By Barbara Phillips, Council Member

Doctor, could you define futility for me please? “This patient is not suitable for intensive care” is a statement in the notes we will all have seen or written.  But what is meant, and how was the conclusion reached? There are patients for whom intensive care would clearly be of little benefit, but I’m not worried about those, I worry about the grey area which exists between the decisions of clarity.

These patients tend to be medical patients with chronic co-morbidities, the very elderly or those with severe physical or learning disabilities.  Take this patient for an example; a woman her late 60s with a BMI of 40, severe heart failure, liver impairment secondary to NASH and chronic kidney disease.  She was admitted to hospital in fast AF.  As a consequence she was hypotensive and had developed an acute kidney injury. On the medical ward she had a respiratory arrest with neurological recovery and was referred to ICU team.  They decided she wouldn’t benefit from intensive care. Why? On what basis? I agree this was a patient with a poor prognosis, but why not take her to the intensive care unit and seek to rate control the AF and haemofilter her?  Her latest decompensation was acute and therefore potentially reversible.

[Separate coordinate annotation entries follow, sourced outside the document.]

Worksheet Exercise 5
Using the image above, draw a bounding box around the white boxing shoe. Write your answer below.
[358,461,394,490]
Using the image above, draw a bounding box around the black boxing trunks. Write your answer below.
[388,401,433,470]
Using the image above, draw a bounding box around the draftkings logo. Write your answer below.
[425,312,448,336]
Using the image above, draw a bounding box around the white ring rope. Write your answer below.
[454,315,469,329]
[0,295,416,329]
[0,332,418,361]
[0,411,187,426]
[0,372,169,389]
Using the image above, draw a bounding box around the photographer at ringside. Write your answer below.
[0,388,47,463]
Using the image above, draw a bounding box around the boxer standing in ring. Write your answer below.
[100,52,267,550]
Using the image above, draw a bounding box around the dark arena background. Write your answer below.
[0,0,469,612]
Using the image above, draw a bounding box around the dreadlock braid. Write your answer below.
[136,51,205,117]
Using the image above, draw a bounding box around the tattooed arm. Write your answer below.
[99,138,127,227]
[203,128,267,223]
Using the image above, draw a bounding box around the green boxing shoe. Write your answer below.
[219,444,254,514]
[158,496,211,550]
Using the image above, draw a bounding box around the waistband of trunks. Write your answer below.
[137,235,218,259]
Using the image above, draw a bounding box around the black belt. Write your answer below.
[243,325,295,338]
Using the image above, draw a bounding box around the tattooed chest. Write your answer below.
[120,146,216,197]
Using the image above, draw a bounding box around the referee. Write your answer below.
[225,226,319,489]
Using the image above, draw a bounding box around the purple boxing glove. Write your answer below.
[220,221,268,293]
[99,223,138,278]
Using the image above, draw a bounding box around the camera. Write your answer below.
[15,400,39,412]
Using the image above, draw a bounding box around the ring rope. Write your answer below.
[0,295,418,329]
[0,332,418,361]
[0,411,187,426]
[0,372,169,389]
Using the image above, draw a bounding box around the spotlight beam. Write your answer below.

We have to be wary of ‘fait accompli’ in our decisions. The patient with multiple co-morbidities who is acutely unwell, with minimal monitoring on a sparsely nursed ward may well die…were you proved right not to take her to intensive care….. or did he or she  die because of sub optimal management? There is very little evidence out there to help us decide and you have to be wary of basing your decisions on previous experience. Things change too! When I started ICM, all ventilated, neutropaenic haematological malignancy patients died; now not all of them do.

I don’t admit everyone I’m asked to consider for intensive care, it would be the wrong use of a scarce resource.  When I am asked about a patient who is very elderly or with significant co-morbidities, the question I ask myself is this.  Is there anything acute I can usefully and successfully reverse without a prolonged ICU admission (see resources below)? The answer may be yes for an elderly patient with urosepsis.  If the answer is no, then I have discussion with those concerned about what their expectations of an ICU admission are and more often than not an ICU admission is avoided.

Finally, try defining futility, and then try again from the point of view of the patient or their relative. I was asked to do this by our Professor of Medical Law and Ethics (and a forensic psychiatrist). It’s harder than you think. I no longer use the word in medical records.

One thought on “Who do we let through the door?

  1. I agree, the term futility is no longer acceptable medical jargon. If there is doubt, I believe most clinicians would admit and assess response, particularly as many interventions are significantly less burdensome (peripheral metaraminol and HFNO).

    I am not sure though, that your main example is a good one. Fast AF, ARF deteriorating to a respiratory arrest on the background of severe CCF, liver disease and CRF; I think many would struggle to see the benefit of ICU in this case, both short-term and long-term. Whereas urosepsis appears to respond well even in the high-risk patient – but it is dependent on it being recognised and escalated early!